Havaianas Como Termômetro Cultural: Copa, Eleições e Identidade Nacional

A Havaianas sempre funcionou como termômetro cultural em momentos de alta carga simbólica. Durante a Copa, a marca virou sinônimo de brasilidade, praia, futebol e verão, mesmo sem patrocínio oficial da Fifa. Em períodos eleitorais, a marca é usada como palco para disputas simbólicas sobre o que é “ser brasileiro”.

A conexão entre a Alpargatas e doações políticas também tem sido tema de debate, mostrando que a percepção pública da marca é influenciada não apenas por campanhas publicitárias, mas também por movimentações corporativas e empresariais que vão além do marketing tradicional.

O produto é democrático, está em todas as classes sociais, é acessível e carrega décadas de publicidade que reforçam identidade nacional. Por isso, qualquer ruído em campanhas em períodos sensíveis vira debate sobre identidade coletiva, não apenas sobre chinelo. A Havaianas não vende só sandálias; vende a ideia de Brasil, e isso traz responsabilidade emocional e simbólica que poucos produtos carregam.

O Que Outras Marcas Podem Aprender: Lições Estratégicas Para 2026

Casos de boicote político a empresas já aconteceram com outras marcas brasileiras, de chocolates a comércios regionais em Santa Catarina, mostrando que o fenômeno não é isolado.

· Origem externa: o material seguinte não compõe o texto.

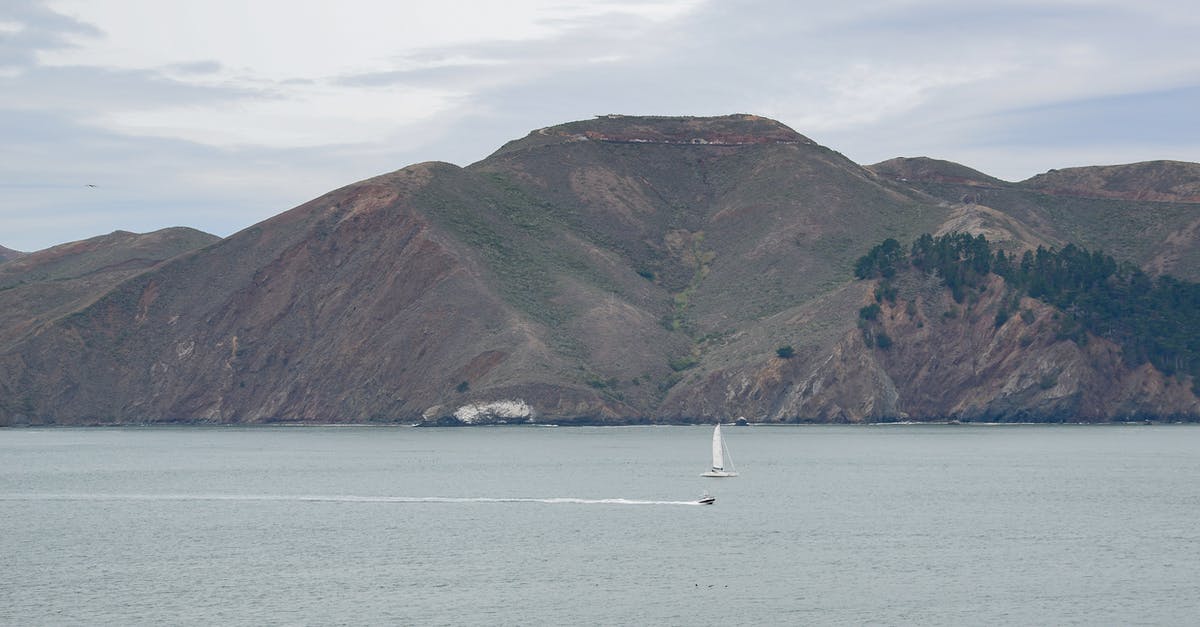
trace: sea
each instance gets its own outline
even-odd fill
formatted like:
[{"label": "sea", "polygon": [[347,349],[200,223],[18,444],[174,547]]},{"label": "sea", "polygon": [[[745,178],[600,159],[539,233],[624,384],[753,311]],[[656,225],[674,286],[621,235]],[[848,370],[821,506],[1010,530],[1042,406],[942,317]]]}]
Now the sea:
[{"label": "sea", "polygon": [[722,431],[0,430],[0,623],[1200,623],[1200,425]]}]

Esses exemplos revelam um padrão: em ambientes de alta polarização, qualquer marca pode ser arrastada para o centro do debate político, independentemente de sua intenção original.

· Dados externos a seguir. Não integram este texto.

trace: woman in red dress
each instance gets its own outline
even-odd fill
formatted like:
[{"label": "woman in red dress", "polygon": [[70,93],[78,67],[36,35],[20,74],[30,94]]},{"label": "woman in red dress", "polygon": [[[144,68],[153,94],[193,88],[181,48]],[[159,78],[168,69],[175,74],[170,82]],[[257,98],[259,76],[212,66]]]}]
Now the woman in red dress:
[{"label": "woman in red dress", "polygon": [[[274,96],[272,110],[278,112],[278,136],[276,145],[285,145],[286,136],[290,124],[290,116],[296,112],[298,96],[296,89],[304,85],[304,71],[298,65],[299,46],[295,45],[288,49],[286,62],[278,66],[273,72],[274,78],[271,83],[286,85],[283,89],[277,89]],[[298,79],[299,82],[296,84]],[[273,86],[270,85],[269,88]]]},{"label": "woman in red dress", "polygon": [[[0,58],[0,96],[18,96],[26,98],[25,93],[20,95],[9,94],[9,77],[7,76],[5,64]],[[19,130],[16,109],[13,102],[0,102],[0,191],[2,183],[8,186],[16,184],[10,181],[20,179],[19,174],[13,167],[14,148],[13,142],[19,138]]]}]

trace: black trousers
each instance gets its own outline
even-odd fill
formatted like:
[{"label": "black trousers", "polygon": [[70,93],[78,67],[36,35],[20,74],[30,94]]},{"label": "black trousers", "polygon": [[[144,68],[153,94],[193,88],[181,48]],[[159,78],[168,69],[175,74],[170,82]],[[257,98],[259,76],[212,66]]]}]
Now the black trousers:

Para empresários e gestores de marketing, o caso Havaianas traz lições práticas embasadas em teoria e dados:

Neutralidade não é ausência de comunicação. Precisa ser explicada ativamente, não implícita. Marcas que querem se manter fora da disputa política precisam comunicar isso com clareza, antecipando interpretações e gerenciando narrativas antes que terceiros as definam.

Narrativas simbólicas podem ser lidas como políticas. Planejamento deve antecipar possíveis leituras e preparar respostas. A escolha de porta-vozes, cores, expressões e até silêncios pode ser interpretada através de lentes ideológicas.

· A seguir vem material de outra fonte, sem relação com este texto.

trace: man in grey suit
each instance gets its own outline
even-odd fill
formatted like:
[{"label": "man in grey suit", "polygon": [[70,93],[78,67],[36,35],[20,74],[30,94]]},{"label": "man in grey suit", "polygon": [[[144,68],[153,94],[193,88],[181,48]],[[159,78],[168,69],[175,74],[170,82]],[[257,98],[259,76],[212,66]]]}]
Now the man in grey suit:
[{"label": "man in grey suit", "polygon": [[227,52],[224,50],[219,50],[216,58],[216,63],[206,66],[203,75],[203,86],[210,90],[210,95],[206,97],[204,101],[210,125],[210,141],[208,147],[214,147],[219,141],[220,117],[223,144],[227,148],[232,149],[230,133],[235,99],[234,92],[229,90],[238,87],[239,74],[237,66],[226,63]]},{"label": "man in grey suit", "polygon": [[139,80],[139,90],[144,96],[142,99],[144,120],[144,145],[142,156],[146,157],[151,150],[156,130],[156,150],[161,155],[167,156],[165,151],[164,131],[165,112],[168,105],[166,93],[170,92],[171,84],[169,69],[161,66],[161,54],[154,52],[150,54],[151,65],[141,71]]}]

Gestão de crise é rotina, não exceção. Incluir previsão orçamentária para resposta rápida a boicotes e narrativas desfavoráveis. O custo de gerenciamento de crise em ambiente polarizado precisa ser previsto no orçamento de marketing.

Segmentação por valores é tão importante quanto segmentação demográfica. Consumidores tomam decisões com base em suas identidades sociopolíticas, não apenas em preço, qualidade ou conveniência.

Entre a Intenção e a Interpretação: O Futuro do Marketing de Marca

O episódio Havaianas mostra que, mais do que nunca, marcas não são interpretadas pelo que pretendem dizer, mas pelo que o público decide ouvir. E, em um país profundamente polarizado, qualquer frase pode virar gatilho, qualquer escolha de elenco pode virar declaração, qualquer silêncio pode virar conivência.

A grande questão estratégica é: vale a pena tentar se manter neutro em um ambiente que exige posicionamento? Ou a neutralidade virou, ela mesma, um posicionamento arriscado? Essas são perguntas que cada marca, cada empresário e cada gestor de marketing precisa responder com base em público, valores e objetivos de longo prazo.

Estudos sobre Sociopolitical Silent Brands sugerem que a neutralidade pode ser estratégia viável, mas apenas quando acompanhada de comunicação ativa sobre valores da marca e gerenciamento proativo de narrativa. Ignorar a polarização não faz com que ela desapareça. Ela apenas desloca o controle da narrativa das mãos da marca para as mãos do público.

E, nesse jogo, quem não fala pode acabar sendo falado.